With their reputations tarnished, the four older brothers, Daniel, Sol, Murray and Simon, retired. They each set up foundations and in essence, established new careers as philanthropists, trying to outdo each other with their generosity. Daniel, who retired in 1923 at the age of 67, retreated to his castle-like home overlooking Long Island Sound where he enjoyed the life of an aristocrat. In 1924, he established the Daniel and Florence Guggenheim Foundation, which supported education, arts and medicine all over the world. Benefactors included Mount Sinai Hospital in New York, the New York Botanical Gardens and New York's Guggenheim Museum.

But Daniel's principal interest was in the field of aviation. His son Harry first got Daniel interested in aviation after he returned from World War I. Harry was appalled to discover that the United States was far behind Europe in aviation development. America's idea of aviation was airmail pilots and barnstormers. The public had no desire to develop aviation for personal travel. Daniel set out to develop the American aviation industry by volunteering $500,000 to create a school of aeronautics at New York University. In 1926, he established the Daniel Guggenheim Fund for the Promotion of Aeronautics to promote aeronautical education, research and transportation. The fund established schools at a number of universities and proved the necessity of two-way radio communications, navigation aids and weather reporting during flights. The fund was liquidated in 1930 after Guggenheim determined that its goals were accomplished.

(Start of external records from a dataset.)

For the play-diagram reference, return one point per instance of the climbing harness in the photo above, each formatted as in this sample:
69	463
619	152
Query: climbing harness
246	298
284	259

The Daniel and Florence Guggenheim Foundation went beyond aviation and contributed to the aerospace industry. It supported the experiments of Dr. Robert H. Goddard of Clark University, a young scientist who believed that rockets could propel themselves into outer space. It also helped train aerospace engineers and laboratories, helping to usher in the age of rocketry. In 1929, Guggenheim earned the American Society of Mechanical Engineers' first aeronautical medal in recognition of his support of the aviation industry. In 1930 he received an honorary degree of Doctor of Commercial Science from New York University.

Guggenheim died on September 30, 1930 in Sands Point, New York, at the age of 74. By the time of his death, the man who had been hated for being a greedy, union-busting capitalist had earned a reputation as the "father of aviation." Known for his generosity, few people today realize how Daniel Guggenheim amassed his fortune.